Round One: High Court
What Was the Claim For?
The plaintiff company, Tulip Trading Limited ("TTL"), alleged that it suffered significant losses following a hack carried out against TTL's owner, which resulted in TTL becoming unable to access $4.5bn in cryptocurrency. TTL issued proceedings against the defendant developers alleging a breach of fiduciary duties and tortious duties on the part of the developers. TTL also sought an order compelling the developers to change the codebase for the cryptocurrencies in question, to negate the alleged fraudulent transaction and return the $4.5bn to TTL's wallet (please click here for previous Matheson coverage of the High Court action).

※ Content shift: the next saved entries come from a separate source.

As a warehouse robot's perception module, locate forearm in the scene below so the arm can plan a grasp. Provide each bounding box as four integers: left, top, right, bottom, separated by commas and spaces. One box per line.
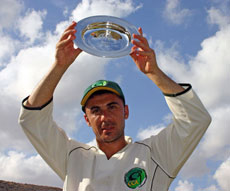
24, 63, 67, 107
146, 67, 184, 94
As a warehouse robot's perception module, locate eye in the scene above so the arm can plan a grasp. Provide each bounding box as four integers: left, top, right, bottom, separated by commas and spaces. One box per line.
91, 107, 100, 115
108, 104, 117, 110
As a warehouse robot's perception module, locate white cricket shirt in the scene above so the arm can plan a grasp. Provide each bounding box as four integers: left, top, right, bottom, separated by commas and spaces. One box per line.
19, 86, 211, 191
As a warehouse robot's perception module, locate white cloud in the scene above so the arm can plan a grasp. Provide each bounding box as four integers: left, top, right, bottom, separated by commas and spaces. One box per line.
207, 7, 230, 28
18, 10, 47, 43
151, 2, 230, 182
72, 0, 142, 21
137, 124, 165, 140
201, 107, 230, 159
214, 158, 230, 191
0, 32, 18, 65
175, 180, 193, 191
198, 185, 220, 191
0, 0, 24, 31
0, 151, 62, 187
163, 0, 192, 25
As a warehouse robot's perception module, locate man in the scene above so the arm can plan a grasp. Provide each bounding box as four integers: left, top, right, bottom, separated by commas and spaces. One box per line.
19, 22, 211, 191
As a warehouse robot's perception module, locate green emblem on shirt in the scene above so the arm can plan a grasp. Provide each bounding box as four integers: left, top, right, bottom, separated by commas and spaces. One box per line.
125, 168, 147, 189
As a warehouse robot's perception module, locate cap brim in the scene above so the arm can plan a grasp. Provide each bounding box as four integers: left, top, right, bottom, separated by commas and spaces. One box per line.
81, 86, 121, 106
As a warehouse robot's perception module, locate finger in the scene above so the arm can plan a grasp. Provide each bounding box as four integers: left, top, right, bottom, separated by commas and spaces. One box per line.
132, 40, 150, 51
57, 35, 76, 48
59, 29, 77, 41
64, 21, 77, 32
138, 27, 143, 36
133, 34, 149, 46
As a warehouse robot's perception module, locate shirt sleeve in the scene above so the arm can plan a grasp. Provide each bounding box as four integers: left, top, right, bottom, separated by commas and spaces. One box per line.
144, 86, 211, 178
19, 99, 69, 180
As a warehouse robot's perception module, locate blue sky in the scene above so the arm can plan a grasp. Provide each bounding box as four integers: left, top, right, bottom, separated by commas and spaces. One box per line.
0, 0, 230, 191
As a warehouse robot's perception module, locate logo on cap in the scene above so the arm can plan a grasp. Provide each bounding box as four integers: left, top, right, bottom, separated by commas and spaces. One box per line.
125, 168, 147, 189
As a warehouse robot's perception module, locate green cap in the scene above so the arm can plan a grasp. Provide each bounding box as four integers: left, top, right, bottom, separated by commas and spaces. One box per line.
81, 80, 125, 111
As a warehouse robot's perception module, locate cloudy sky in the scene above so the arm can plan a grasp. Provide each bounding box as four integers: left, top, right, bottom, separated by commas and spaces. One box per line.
0, 0, 230, 191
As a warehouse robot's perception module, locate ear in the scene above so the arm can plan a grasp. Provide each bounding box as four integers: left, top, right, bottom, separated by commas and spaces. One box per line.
124, 105, 129, 119
84, 114, 91, 127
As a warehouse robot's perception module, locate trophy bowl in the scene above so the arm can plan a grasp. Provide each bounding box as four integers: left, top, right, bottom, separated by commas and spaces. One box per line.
75, 15, 138, 58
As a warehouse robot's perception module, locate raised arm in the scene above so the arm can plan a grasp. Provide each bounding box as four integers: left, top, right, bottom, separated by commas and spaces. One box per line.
24, 22, 82, 107
130, 28, 184, 94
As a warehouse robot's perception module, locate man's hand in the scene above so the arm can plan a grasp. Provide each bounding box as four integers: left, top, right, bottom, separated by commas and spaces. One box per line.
130, 28, 184, 94
130, 28, 158, 75
55, 22, 82, 67
24, 22, 82, 107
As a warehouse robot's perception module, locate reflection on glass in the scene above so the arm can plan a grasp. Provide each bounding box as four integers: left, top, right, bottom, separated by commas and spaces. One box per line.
81, 22, 131, 52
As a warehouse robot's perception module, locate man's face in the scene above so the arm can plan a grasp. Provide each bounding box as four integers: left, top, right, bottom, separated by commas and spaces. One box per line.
84, 93, 129, 143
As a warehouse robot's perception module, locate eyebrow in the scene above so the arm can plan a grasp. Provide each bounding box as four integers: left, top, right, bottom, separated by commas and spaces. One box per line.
90, 101, 119, 110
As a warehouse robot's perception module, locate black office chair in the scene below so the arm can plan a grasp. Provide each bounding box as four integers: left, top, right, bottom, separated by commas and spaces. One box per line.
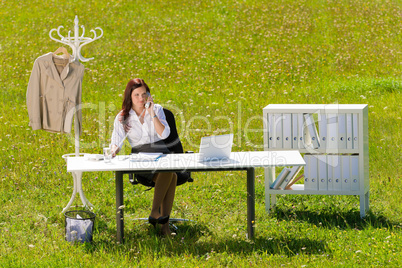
129, 108, 194, 225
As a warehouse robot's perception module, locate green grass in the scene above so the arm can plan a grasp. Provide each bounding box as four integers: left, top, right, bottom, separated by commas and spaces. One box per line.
0, 0, 402, 267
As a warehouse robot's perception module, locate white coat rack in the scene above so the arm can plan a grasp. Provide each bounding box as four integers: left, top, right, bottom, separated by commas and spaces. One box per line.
49, 16, 103, 62
49, 16, 103, 213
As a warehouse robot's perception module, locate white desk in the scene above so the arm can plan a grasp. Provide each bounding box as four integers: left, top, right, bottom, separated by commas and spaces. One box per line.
67, 151, 306, 243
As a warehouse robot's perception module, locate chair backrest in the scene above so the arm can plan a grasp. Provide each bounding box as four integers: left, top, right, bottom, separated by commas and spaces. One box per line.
163, 108, 183, 153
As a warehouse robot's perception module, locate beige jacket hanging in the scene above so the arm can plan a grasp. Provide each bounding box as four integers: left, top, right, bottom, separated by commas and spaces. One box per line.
27, 52, 84, 133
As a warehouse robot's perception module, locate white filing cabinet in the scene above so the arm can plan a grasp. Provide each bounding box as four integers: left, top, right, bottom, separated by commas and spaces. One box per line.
263, 104, 370, 217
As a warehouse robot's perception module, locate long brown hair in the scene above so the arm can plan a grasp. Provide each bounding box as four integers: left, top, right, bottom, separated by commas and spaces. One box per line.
120, 78, 151, 132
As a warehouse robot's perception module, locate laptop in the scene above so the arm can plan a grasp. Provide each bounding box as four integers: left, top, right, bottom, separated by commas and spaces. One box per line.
198, 134, 233, 162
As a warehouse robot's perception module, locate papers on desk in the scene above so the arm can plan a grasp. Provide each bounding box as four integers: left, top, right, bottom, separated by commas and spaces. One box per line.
84, 154, 103, 161
130, 153, 163, 162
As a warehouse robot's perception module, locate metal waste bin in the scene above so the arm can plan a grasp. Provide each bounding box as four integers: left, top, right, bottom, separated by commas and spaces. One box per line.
64, 210, 96, 243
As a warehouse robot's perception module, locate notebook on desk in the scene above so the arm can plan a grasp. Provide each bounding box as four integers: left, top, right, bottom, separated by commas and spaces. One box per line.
198, 134, 233, 162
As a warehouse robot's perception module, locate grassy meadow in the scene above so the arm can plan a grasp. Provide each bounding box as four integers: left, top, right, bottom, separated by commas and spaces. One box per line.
0, 0, 402, 267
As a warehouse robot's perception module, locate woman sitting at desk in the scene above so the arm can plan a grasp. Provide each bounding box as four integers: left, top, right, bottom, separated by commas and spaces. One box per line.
111, 78, 177, 236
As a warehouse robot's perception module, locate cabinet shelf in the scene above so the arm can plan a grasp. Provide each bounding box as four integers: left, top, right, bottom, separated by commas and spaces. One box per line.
266, 184, 360, 195
263, 104, 370, 217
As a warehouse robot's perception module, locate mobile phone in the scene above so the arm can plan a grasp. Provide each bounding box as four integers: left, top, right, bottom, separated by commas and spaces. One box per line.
145, 92, 151, 109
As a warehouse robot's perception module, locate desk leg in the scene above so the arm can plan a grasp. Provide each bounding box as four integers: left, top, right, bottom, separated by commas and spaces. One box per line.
247, 168, 255, 239
115, 171, 124, 244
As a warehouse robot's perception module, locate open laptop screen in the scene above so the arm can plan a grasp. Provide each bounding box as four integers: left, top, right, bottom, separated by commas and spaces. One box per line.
199, 134, 233, 161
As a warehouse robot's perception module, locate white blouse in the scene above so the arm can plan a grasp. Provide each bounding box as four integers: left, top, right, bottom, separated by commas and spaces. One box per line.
111, 104, 170, 149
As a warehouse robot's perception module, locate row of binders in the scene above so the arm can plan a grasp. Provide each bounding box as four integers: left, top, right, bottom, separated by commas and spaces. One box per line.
270, 154, 360, 191
304, 154, 360, 191
268, 113, 359, 149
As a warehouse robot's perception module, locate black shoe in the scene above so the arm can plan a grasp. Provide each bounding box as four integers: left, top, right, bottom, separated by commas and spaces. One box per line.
148, 216, 159, 227
158, 216, 169, 224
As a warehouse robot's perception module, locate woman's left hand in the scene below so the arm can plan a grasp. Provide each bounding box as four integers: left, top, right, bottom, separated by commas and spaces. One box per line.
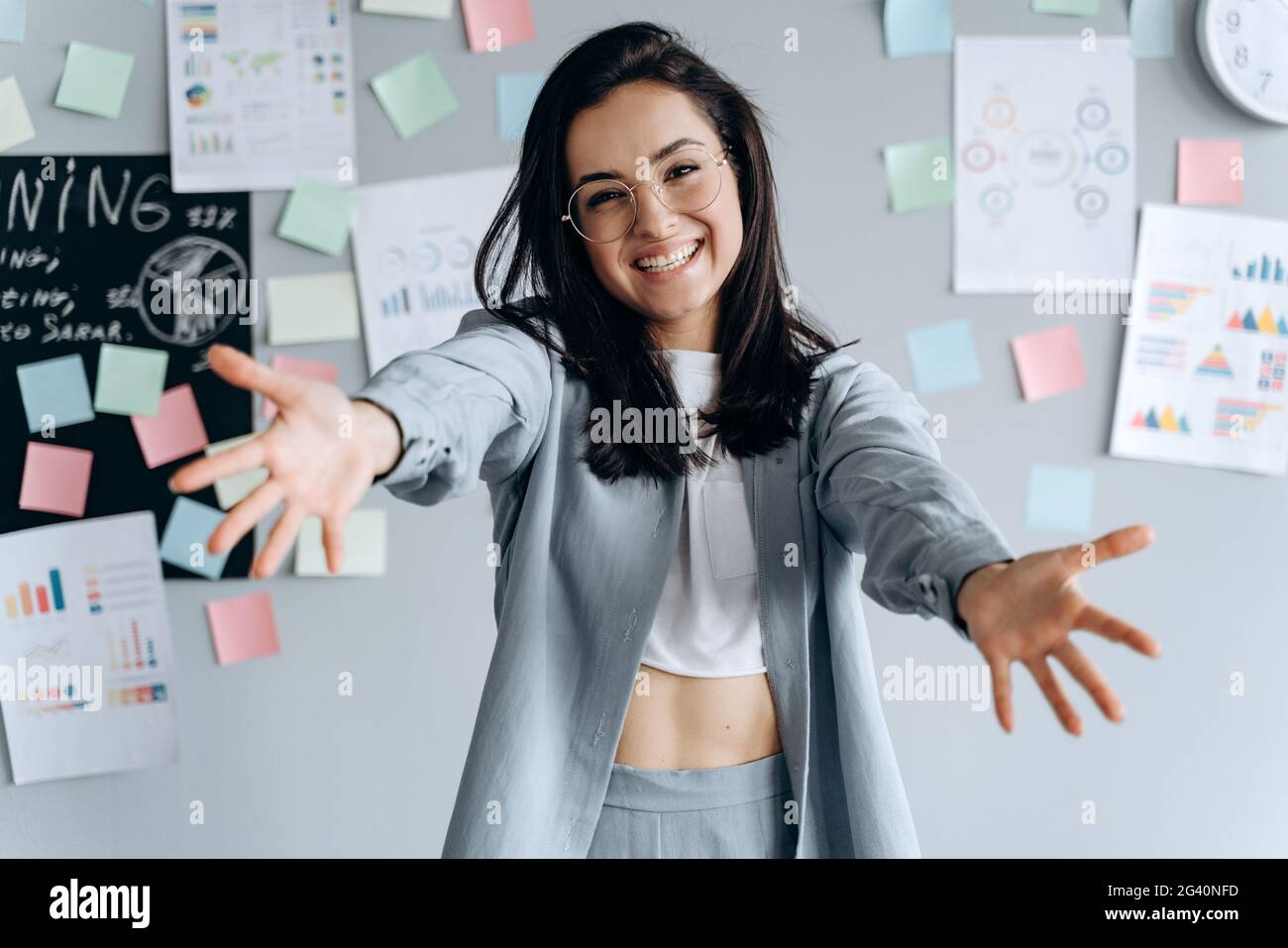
957, 526, 1163, 734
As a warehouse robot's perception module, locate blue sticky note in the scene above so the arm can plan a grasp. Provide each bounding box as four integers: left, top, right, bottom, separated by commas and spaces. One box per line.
1025, 464, 1096, 536
1130, 0, 1176, 59
907, 319, 980, 394
885, 0, 953, 59
496, 72, 546, 142
161, 497, 228, 579
18, 353, 94, 433
0, 0, 27, 43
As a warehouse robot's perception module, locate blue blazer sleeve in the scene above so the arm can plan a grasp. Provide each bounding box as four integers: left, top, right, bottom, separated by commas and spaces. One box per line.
811, 357, 1015, 640
353, 309, 551, 505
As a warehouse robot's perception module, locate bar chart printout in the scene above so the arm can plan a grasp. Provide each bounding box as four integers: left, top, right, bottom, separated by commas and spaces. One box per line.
0, 511, 179, 784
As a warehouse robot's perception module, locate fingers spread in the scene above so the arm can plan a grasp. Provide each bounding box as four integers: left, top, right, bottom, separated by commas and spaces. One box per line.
206, 345, 300, 404
1064, 524, 1154, 571
1024, 656, 1082, 734
1051, 639, 1126, 721
170, 435, 266, 493
210, 480, 282, 553
253, 503, 308, 579
1073, 603, 1163, 656
988, 658, 1015, 734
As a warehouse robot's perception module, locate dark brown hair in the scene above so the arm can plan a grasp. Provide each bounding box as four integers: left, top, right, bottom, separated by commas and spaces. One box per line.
474, 22, 851, 481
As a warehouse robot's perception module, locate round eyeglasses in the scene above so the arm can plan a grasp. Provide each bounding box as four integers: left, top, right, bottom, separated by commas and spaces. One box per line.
559, 149, 729, 244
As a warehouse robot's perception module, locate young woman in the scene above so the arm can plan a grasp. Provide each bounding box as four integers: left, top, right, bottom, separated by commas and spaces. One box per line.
165, 23, 1159, 857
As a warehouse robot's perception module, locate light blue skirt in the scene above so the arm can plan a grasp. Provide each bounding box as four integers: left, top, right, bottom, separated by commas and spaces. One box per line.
587, 751, 798, 859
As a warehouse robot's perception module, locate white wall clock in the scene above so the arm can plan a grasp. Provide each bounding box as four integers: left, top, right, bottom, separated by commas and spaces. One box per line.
1195, 0, 1288, 125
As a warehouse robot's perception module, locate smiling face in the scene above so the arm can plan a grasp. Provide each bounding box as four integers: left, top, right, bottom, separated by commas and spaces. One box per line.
566, 82, 742, 351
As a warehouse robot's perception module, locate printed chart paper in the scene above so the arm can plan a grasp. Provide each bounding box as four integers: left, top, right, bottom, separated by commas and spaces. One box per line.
353, 166, 514, 374
1109, 205, 1288, 474
0, 511, 179, 784
166, 0, 357, 193
953, 36, 1136, 292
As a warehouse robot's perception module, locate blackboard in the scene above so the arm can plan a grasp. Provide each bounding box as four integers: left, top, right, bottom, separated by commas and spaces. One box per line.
0, 155, 257, 578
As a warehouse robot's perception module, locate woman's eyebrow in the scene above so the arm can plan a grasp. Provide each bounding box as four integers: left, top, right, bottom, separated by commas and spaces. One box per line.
576, 138, 707, 188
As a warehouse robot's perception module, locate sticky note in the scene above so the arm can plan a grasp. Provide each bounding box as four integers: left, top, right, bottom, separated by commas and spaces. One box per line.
295, 507, 387, 576
1176, 138, 1243, 205
268, 271, 358, 345
1128, 0, 1176, 59
18, 353, 94, 437
461, 0, 537, 53
18, 441, 94, 516
161, 497, 228, 579
1012, 323, 1087, 402
54, 43, 134, 119
1025, 464, 1096, 535
884, 0, 953, 59
496, 72, 546, 142
362, 0, 452, 20
206, 591, 282, 665
884, 137, 953, 214
0, 0, 27, 43
94, 343, 170, 415
277, 177, 358, 257
907, 319, 980, 394
371, 53, 460, 139
130, 382, 210, 471
206, 433, 268, 510
1033, 0, 1100, 17
265, 356, 340, 419
0, 76, 36, 152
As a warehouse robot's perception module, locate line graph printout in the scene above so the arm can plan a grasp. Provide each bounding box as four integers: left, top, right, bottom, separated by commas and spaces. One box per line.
1109, 203, 1288, 474
353, 166, 514, 374
953, 36, 1136, 293
166, 0, 357, 193
0, 511, 179, 784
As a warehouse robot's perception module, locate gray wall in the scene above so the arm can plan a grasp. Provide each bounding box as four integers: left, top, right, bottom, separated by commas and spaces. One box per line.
0, 0, 1288, 857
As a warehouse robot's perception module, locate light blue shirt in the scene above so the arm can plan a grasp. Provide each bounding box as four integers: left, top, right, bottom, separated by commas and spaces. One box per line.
355, 303, 1014, 858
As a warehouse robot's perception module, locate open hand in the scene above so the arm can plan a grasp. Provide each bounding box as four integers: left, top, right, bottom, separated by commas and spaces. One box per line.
170, 345, 400, 578
957, 526, 1163, 734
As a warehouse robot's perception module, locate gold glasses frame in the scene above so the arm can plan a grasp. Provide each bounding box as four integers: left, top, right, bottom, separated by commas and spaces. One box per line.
559, 146, 733, 244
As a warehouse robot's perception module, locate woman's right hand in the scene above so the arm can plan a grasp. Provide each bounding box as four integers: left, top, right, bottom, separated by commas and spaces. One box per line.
170, 345, 402, 578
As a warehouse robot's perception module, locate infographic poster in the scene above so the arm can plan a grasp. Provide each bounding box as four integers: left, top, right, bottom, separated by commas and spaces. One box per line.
1109, 205, 1288, 474
166, 0, 357, 193
953, 36, 1136, 293
353, 167, 514, 374
0, 513, 179, 784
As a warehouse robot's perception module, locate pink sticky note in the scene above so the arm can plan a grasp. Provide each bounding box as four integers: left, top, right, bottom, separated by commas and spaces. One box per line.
130, 382, 210, 471
206, 592, 282, 665
1176, 138, 1243, 205
18, 441, 94, 516
265, 356, 340, 419
1012, 325, 1087, 402
461, 0, 537, 53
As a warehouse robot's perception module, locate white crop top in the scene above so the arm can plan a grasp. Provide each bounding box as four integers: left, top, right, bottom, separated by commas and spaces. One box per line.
643, 349, 767, 678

What Did the Court Decide?
The High Court held that the developers owed no such duties to end users. It held that the relationship between cryptocurrency developers and end-users did not give rise to fiduciary duties, and that there no duty of care owed by the developers to TTL. The Court noted that such duty of care would effectively be unworkable, given there were a potentially unlimited number of end-users to whom the developers may owe such duty. The High Court concluded that there was no serious issue to be heard, on the facts of the matter, and dismissed TTL's claim.
Was That the End of it?
No, TTL appealed the decision.
Round Two: Court of Appeal
The Court of Appeal considered whether there was a real prospect of TTL succeeding in their claim, should it be allowed to move to a full hearing.
TTL submitted that the developers exercised direct control over, or significant influence over, the codebase of the cryptocurrencies in question. TTL argued that the developers determined what software and parameters are required to mine and carry out transactions using the cryptocurrency in question, and therefore had the capacity to effectively 'reverse' transactions by forking the codebase.
The defendants disputed this, arguing that development of the cryptocurrencies in question was carried out by way of a decentralised model, and that they were only members of a wider group of developers who maintained and developed the cryptocurrencies.
The developers argued that any order to restore the funds to TTL would be ineffective, given end-users could simply choose not to adopt the proposed fork to the cryptocurrencies, which would restore TTL's funds, and could instead choose to carry on operating on the current blockchain.
What Did the Court of Appeal Decide?
The Court noted that, for TTL's argument to ultimately succeed at full trial, it would require TTL to show 'a significant development of the common law on fiduciary duties.' Nevertheless, Birss LJ determined that TTL had set out an arguable case that such duties might vest in cryptocurrency developers.
The Court observed that the role of a cryptocurrency developer involves taking on a significant amount of control and decision-making power over those assets. Such control is exhibited, for example, by their acting on behalf of cryptocurrency owners to develop and maintain the respective cryptocurrency codebase. The Court noted that the role of developer is single minded in nature, in the sense that it puts the interests of all the owners as a class ahead of the developer's self-interest.
The Court also held there is arguably an "entrustment" of property to the care of the developers. He refused to rule out the possibility that developers are fiduciaries with a duty of care to cryptocurrency owners.
Birss LJ, departing from the decision of the High Court, held that there was an arguable case that bitcoin owners had a legitimate expectation that the developers would not exercise their authority in their own self-interest and would act in good faith to use their skills to make certain decisions impacting end-user's crypto assets.
The Court concluded that TTL had made an arguable case that developers owe a fiduciary duty to their end users, which could extend to a duty to modify code or to fork a cryptocurrency in order to restore access to stolen cryptocurrency. The Court permitted the matter to proceed to trial.
Impact of Decision
It remains to be seen whether TTL's arguments would succeed at full trial. However, the decision is indicative of a potential shift towards recognising fiduciary or common law duties of care vesting in developers, including open-source developers. It remains to be seen whether TTL will succeed at full trial.
All or Core Developers Impacted?
Whilst the cryptocurrencies at issue are maintained by a core team of developers, and had relatively formalised structures and processes for amending or updating the codebase of their respective cryptocurrencies, the question remains as to whether all cryptocurrency developers owe such a duty to end users. A further question arises as to how such duties are allocated should a cryptocurrency be forked (effectively creating two parallel blockchains) – the Court refused to address this issue, and indicated that it should be left for a full hearing of the matter.